We selected **`lr_max = 5e-3`** based on the **valley region**, which represents a safe and effective learning rate:
- It avoids the instability of the steep region.
- It maintains a low and consistent loss.
- It balances speed and stability across multiple epochs.

This choice helps ensure the model converges efficiently without overshooting or oscillating.

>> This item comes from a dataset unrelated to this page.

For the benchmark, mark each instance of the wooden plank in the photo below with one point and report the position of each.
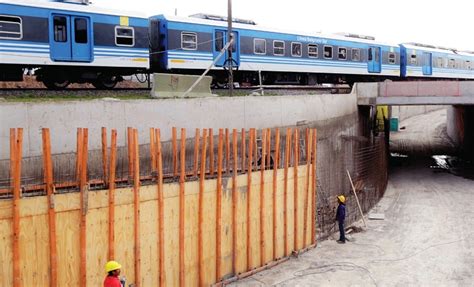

## 4. Training and Saving Outputs

With the learning rate chosen, we now fit the model using the `fit_one_cycle` schedule. We'll then plot the loss curves and save both the model and visualization.

In [None]:
# Train model with selected learning rate
learn.fit_one_cycle(5, lr_max=lr_max)

In [None]:
# Save model
learn.export('../models/block7_model.pkl')

# Plot loss curves
import matplotlib.pyplot as plt

fig, ax = plt.subplots()
learn.recorder.plot_loss(ax=ax)
ax.set_title('Training and Validation Loss')
fig.savefig('../plots/loss_curve_day4.png')

In [None]:
import matplotlib.pyplot as plt

# Extract RMSE values from recorder
rmse_vals = learn.recorder.values
epochs = list(range(len(rmse_vals)))
rmse = [v[2] for v in rmse_vals]  # assuming _rmse is the third value

plt.plot(epochs, rmse, marker='o')
plt.title('Epoch vs RMSE')
plt.xlabel('Epoch')
plt.ylabel('RMSE')
plt.grid(True)
plt.savefig('../plots/rmse_vs_epoch_day4.png')
plt.show()

In [None]:
print(f"{'Column':<20} {'Type':<15} {'Example'}")
print("-" * 60)
for col in df.columns:
    dtype = df[col].dtype
    example = df[col].dropna().iloc[0] if df[col].notna().any() else "NaN"
    print(f"{col:<20} {str(dtype):<15} {str(example)}")

## 7. Results

After 5 epochs of training with a learning rate of `5e-3`, the model showed consistent improvements in performance:

| Epoch | Train Loss     | Valid Loss     | RMSE        | Time  |
|-------|----------------|----------------|-------------|-------|
| 0     | 650,490.44     | 567,719.00     | 753.47      | 04:04 |
| 1     | 386,130.78     | 577,993.13     | 760.26      | 03:58 |
| 2     | 297,709.31     | 351,615.75     | 592.97      | 03:59 |
| 3     | 265,234.78     | 321,215.47     | 566.76      | 03:56 |
| 4     | 252,303.92     | 296,389.31     | **544.42**  | 04:02 |

- RMSE improved from 753.47 to **544.42** over five epochs.
- Validation and training losses both decreased in sync—indicating a stable learning process.
- No signs of overfitting were observed during training.

## 8. Summary

- Built and trained a deep learning model using `fastai.tabular_learner`.
- Chose `5e-3` as the learning rate based on `lr_find()` plot analysis.
- Model performance improved steadily across epochs, achieving a final RMSE of **544.42**.
- Model saved to `models/block7_model.pkl`.
- Training and validation loss plot saved to `plots/loss_curve_day4.png`, showing effective convergence.